Tuesday, March 8, 2022

Texas Man Sentenced To 48 Months In Prison For Laundering Proceeds Of Multimillion Dollar Business Email Compromise Scheme

 

 Damian Williams, the United States Attorney for the Southern District of New York, announced today that TERRY FORMER was sentenced this afternoon to 48 months in prison in connection with the laundering of more than $2.2 million in proceeds of a business email compromise scheme.  FORMER pled guilty to conspiring to commit wire fraud on April 2, 2021, before U.S. District Judge P. Kevin Castel, who imposed today’s sentence.

U.S. Attorney Damian Williams said:  “Terry Former played an essential role in a scheme to defraud businesses, by organizing a team of co-conspirators to open shell company bank accounts to accept the victims’ funds and clandestinely transfer them to the fraudsters. Today’s sentence demonstrates the severe consequences that will befall those who facilitate criminal conduct by laundering its proceeds.”

According to the Indictment and other public filings in the case: 

From at least in or about October 2018 through at least in or about October 2019, TERRY FORMER participated in a scheme to defraud businesses and by impersonating individuals and businesses in the course of otherwise ordinary financial transactions, thereby fraudulently inducing counterparties to those transactions to transfer funds to bank accounts controlled by FORMER and his co-conspirators (the “Scheme”).  FORMER was one of the primary individuals responsible for coordinating the money side of the Scheme.  In particular, he directed co-conspirators to open up bank accounts in the names of shell companies, which were purposefully chosen to mirror the names of the true counterparties in the business transactions that were targeted by the Scheme.  FORMER also coordinated between the individuals involved in impersonating the true counterparties and the individuals holding the bank accounts to let them know when the accounts would be funded and to funnel the money out of those accounts once received . 

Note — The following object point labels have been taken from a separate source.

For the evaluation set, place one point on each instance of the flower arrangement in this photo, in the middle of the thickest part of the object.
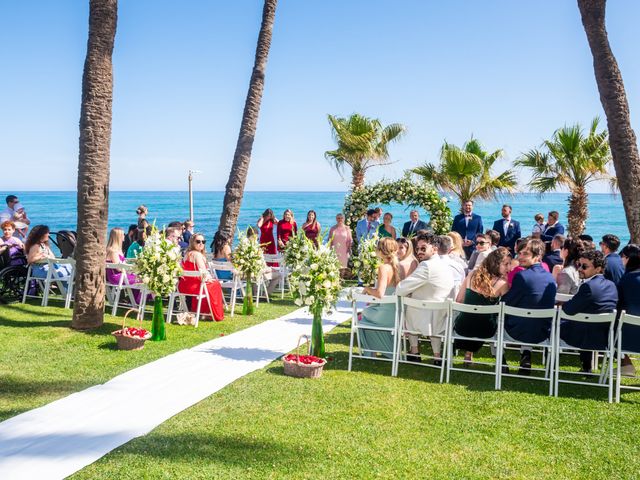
(366, 263)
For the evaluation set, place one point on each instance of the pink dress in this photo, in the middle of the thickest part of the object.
(341, 243)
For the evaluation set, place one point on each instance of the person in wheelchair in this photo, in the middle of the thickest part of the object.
(11, 248)
(38, 251)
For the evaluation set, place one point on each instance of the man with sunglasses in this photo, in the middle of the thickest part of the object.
(595, 295)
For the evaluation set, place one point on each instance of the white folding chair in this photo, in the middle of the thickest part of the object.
(547, 345)
(428, 308)
(233, 286)
(63, 283)
(606, 375)
(203, 294)
(493, 341)
(114, 291)
(356, 327)
(625, 348)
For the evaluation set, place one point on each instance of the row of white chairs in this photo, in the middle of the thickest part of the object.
(552, 346)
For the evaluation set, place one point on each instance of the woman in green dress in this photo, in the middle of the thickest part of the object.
(483, 286)
(381, 315)
(386, 230)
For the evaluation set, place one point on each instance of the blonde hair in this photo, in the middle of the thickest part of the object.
(114, 244)
(387, 250)
(457, 244)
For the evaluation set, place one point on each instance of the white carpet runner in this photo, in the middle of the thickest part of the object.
(64, 436)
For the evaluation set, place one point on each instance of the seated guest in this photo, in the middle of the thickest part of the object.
(554, 257)
(483, 286)
(11, 246)
(532, 287)
(407, 262)
(386, 229)
(508, 229)
(614, 269)
(38, 251)
(381, 315)
(566, 275)
(431, 281)
(413, 225)
(629, 301)
(595, 295)
(552, 228)
(195, 261)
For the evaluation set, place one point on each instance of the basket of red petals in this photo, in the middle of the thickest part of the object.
(303, 366)
(131, 338)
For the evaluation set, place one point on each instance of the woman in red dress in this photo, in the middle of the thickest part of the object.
(286, 228)
(195, 261)
(312, 227)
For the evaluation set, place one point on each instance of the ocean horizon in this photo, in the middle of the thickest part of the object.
(57, 209)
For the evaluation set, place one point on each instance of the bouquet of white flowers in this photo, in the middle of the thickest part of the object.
(366, 263)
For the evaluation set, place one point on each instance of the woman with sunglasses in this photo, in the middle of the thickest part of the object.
(196, 261)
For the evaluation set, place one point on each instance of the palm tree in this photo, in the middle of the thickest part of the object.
(362, 143)
(93, 166)
(242, 156)
(573, 161)
(624, 147)
(466, 172)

In reliance on the foregoing false and misleading misrepresentations, one of the victims of the Scheme wired more than $2.2 million into a fraudulent bank account opened at FORMER’s direction.  FORMER and his co-conspirators, knowing the money represented fraud proceeds, transferred a portion of those fraud proceeds out of the fraudulent bank account in transactions designed to conceal and disguise their source, ownership, and control.  FORMER’s efforts to drain the account completely were stopped only when the bank froze the funds.

FORMER, 46, of Texas, was also sentenced to three years of supervised release. 

Mr. Williams praised the work of Homeland Security Investigations for their investigative efforts and ongoing support and assistance with the case.  The prosecution of this case is being handled by the Money Laundering and Transnational Criminal Enterprises Unit. Assistant United States Attorneys Emily Deininger and Tara La Morte are in charge of the prosecution.